John graduated in engineering science from New College, Oxford University. His first job after university was the development of a technique and tools for calibration of parallel robots. Since then, he has worked as a consultant software developer across a broad range of organisations and domains. Through this experience, he developed an interest in the design of software systems and the development of human process. Like many others, John felt something was not entirely satisfied by the classical approach to domain modelling. He decided to try event modelling, and to accumulate his learning across client work by making an open-source Python library for event-sourcing. After four years of refactoring and improvements, conditioned by developers around the world, the library now offers stable building blocks for creating event-sourced domain driven designs.
Abstract:
This talk presents design patterns for event-sourced and distributed systems, using examples in Python. If programming is the act of deciding now what will happen in the future, then we must pay attention to events. But although pattern language was originally intended to describe patterns of events, it happened that events did not figure prominently in either Eric Evans' book of patterns for Domain Driven Design or Martin Fowler's Patterns of Enterprise Application Architecture. By considering "what happens" both in a domain model and during event processing, the building blocks of domain driven design and enterprise systems can be reworked in terms of events.

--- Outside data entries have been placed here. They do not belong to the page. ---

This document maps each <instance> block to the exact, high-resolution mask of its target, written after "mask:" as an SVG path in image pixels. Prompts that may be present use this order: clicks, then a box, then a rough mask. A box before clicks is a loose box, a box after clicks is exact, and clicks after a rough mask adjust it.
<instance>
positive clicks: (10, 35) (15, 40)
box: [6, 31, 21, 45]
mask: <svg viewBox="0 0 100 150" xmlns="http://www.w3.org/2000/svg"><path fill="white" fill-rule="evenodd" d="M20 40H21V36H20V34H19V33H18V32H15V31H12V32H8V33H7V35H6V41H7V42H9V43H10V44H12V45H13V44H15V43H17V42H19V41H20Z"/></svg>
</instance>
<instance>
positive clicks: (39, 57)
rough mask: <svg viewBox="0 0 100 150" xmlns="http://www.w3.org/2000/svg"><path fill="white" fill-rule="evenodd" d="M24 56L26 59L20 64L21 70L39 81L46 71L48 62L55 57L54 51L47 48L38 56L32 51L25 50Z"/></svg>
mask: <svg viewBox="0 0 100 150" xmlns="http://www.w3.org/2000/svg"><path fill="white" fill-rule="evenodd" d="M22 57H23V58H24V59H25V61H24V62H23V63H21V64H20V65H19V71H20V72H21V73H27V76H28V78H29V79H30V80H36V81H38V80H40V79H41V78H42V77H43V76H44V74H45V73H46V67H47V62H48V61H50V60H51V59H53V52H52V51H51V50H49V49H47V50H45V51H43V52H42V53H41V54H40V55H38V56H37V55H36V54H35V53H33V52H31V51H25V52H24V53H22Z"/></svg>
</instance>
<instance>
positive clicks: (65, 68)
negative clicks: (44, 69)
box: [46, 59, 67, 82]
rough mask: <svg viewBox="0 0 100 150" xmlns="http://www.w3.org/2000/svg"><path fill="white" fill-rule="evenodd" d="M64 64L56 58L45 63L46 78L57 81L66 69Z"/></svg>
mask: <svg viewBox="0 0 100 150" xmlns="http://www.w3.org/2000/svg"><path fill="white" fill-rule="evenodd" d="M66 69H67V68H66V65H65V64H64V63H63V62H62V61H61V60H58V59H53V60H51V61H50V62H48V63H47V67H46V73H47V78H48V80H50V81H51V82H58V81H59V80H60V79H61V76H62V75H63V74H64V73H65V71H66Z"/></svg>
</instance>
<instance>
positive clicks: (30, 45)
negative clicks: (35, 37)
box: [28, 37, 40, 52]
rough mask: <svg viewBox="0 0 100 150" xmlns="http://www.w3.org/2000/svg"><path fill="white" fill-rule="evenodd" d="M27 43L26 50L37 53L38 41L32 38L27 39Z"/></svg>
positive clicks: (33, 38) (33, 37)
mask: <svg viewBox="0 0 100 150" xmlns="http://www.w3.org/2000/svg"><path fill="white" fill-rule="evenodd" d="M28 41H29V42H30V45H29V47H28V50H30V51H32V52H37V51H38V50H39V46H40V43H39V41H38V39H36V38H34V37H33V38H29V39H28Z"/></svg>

The Python eventsourcing library offers a convenient way to code event sourced aggregates and applications, in which state is determined by a sequence of domain events. Furthermore, the library's implementation of the process event pattern makes it possible to program reliable event processing systems independently of any particular database infrastructure or way of running the system. By designing both the domain events and the process events, we can fully determine what happens when a system is running. This talk has three parts: part 1 shows how to make a domain model with event-sourced aggregates; part 2 shows how to make an application with an event-sourced domain model; and part 3 shows how to make a reliable distributed system from a set of event-sourced applications.